November 26, 2014

Install and configure MongoDB Replica Set on a Windows Server

Introduction

MongoDB is an open-source NoSQL document database that provides high performance, high availability and easy scalability.

Diagram 1. Replicaset across multiple servers
Diagram 1. Replicaset across multiple servers
In this tutorial I will highlight its high availability feature by creating a Replica Set. This is a synchronized data set across multiple instances on preferably geographically spread servers. A basic design would look like Diagram 1.

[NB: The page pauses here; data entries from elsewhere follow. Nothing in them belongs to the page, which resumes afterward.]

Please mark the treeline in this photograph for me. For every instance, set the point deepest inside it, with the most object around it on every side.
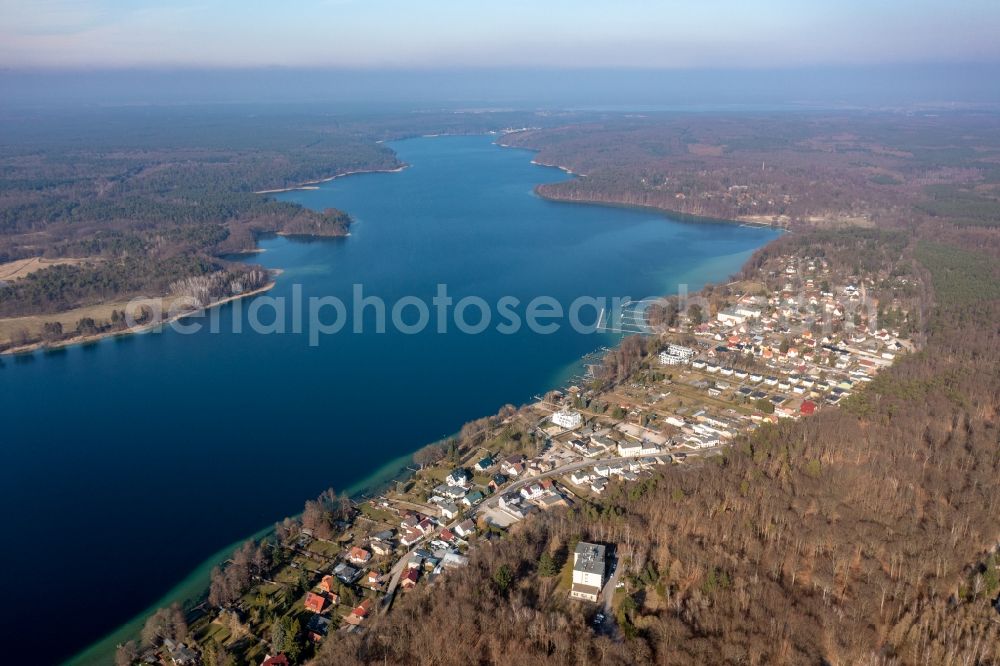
(150, 211)
(798, 170)
(861, 535)
(65, 288)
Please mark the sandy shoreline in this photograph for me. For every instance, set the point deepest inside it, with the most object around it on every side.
(312, 184)
(84, 339)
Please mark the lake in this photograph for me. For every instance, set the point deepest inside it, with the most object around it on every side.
(129, 463)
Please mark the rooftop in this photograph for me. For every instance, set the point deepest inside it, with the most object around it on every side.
(589, 558)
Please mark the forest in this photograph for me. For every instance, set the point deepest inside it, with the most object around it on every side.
(146, 197)
(789, 170)
(867, 534)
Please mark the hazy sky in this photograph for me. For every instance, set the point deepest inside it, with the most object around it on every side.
(461, 33)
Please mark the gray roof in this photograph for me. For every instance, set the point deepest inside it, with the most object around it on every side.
(589, 558)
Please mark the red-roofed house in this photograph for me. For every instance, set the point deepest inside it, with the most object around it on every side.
(359, 613)
(315, 602)
(409, 578)
(276, 660)
(359, 555)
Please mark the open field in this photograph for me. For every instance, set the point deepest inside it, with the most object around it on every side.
(19, 268)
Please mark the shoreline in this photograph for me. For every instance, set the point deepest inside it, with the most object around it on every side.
(674, 214)
(678, 216)
(312, 184)
(142, 328)
(194, 586)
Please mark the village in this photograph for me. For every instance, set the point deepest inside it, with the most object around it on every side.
(801, 338)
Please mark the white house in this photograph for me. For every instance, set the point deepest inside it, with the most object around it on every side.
(629, 448)
(588, 571)
(449, 510)
(567, 419)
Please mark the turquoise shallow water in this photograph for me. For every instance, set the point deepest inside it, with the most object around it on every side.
(126, 463)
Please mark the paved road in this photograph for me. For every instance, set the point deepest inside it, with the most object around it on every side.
(492, 500)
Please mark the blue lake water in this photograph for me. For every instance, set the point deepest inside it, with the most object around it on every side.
(127, 463)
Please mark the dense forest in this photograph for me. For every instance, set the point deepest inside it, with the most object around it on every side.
(865, 535)
(787, 169)
(146, 197)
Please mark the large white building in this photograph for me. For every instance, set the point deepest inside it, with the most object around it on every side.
(588, 571)
(676, 355)
(567, 419)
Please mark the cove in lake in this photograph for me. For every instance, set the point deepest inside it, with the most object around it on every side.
(126, 463)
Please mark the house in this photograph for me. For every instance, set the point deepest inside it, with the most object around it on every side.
(567, 419)
(410, 537)
(276, 660)
(509, 500)
(409, 578)
(588, 571)
(466, 528)
(357, 615)
(317, 627)
(497, 481)
(550, 501)
(380, 547)
(629, 448)
(473, 498)
(532, 491)
(358, 555)
(328, 585)
(449, 510)
(458, 477)
(180, 654)
(373, 579)
(315, 602)
(450, 491)
(454, 561)
(513, 465)
(347, 574)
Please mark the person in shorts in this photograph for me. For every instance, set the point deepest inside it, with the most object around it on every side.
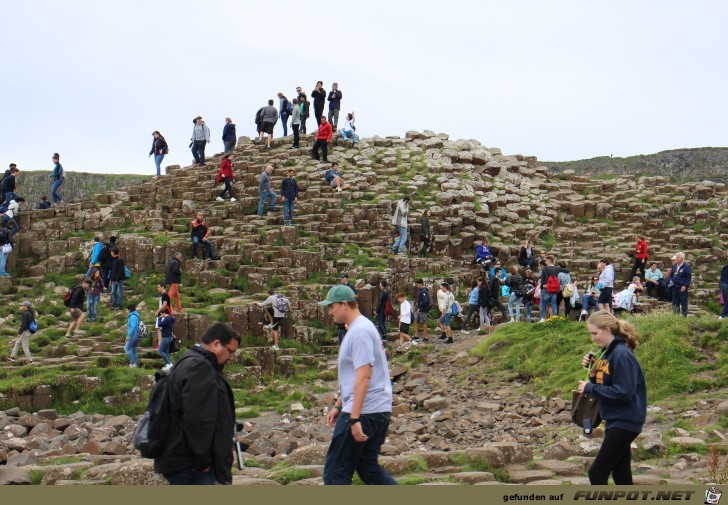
(405, 319)
(445, 299)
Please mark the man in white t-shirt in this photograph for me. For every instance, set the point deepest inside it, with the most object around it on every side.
(362, 412)
(405, 319)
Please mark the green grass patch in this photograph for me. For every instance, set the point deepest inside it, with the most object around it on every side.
(549, 355)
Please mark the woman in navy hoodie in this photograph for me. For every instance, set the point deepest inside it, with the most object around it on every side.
(616, 380)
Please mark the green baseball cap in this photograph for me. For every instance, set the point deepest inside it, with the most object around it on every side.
(337, 294)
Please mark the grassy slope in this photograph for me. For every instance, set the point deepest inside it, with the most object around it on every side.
(679, 356)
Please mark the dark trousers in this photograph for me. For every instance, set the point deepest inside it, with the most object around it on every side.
(724, 292)
(228, 188)
(295, 134)
(190, 477)
(382, 324)
(614, 457)
(346, 456)
(320, 143)
(198, 151)
(638, 265)
(680, 301)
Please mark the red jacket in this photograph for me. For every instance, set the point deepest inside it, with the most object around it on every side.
(325, 132)
(226, 169)
(641, 250)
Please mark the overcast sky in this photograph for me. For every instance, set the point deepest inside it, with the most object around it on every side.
(560, 80)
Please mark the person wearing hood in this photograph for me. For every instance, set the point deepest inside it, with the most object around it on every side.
(229, 137)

I will implement a Role-Based Access Control to manage access to the MongoDB services. This will include an Admin for obvious administration purposes and a user which will be used for the Application only.

MongoDB gameplan

MongoDB instances run on different ports. For this setup we will use the following schema:
  • Port 27017 (default port) - Primary instance in Data Center 1, Server A.
  • Port 27020 - Secondary instance in Data Center 1, Server A.
  • Port 27030 - Secondary instance in Data Center 2, Server B.
These ports must be allowed in the TCP Firewall rules. If you want to use the Webbased monitoring page, allow 28017, 28020 & 28030 (+1000) as well.
Think about a name for the Replica Set. In this tutorial I will use: "replicaset"
Our Database Admin User will be: "admin".
The Application User will be named: "appuser"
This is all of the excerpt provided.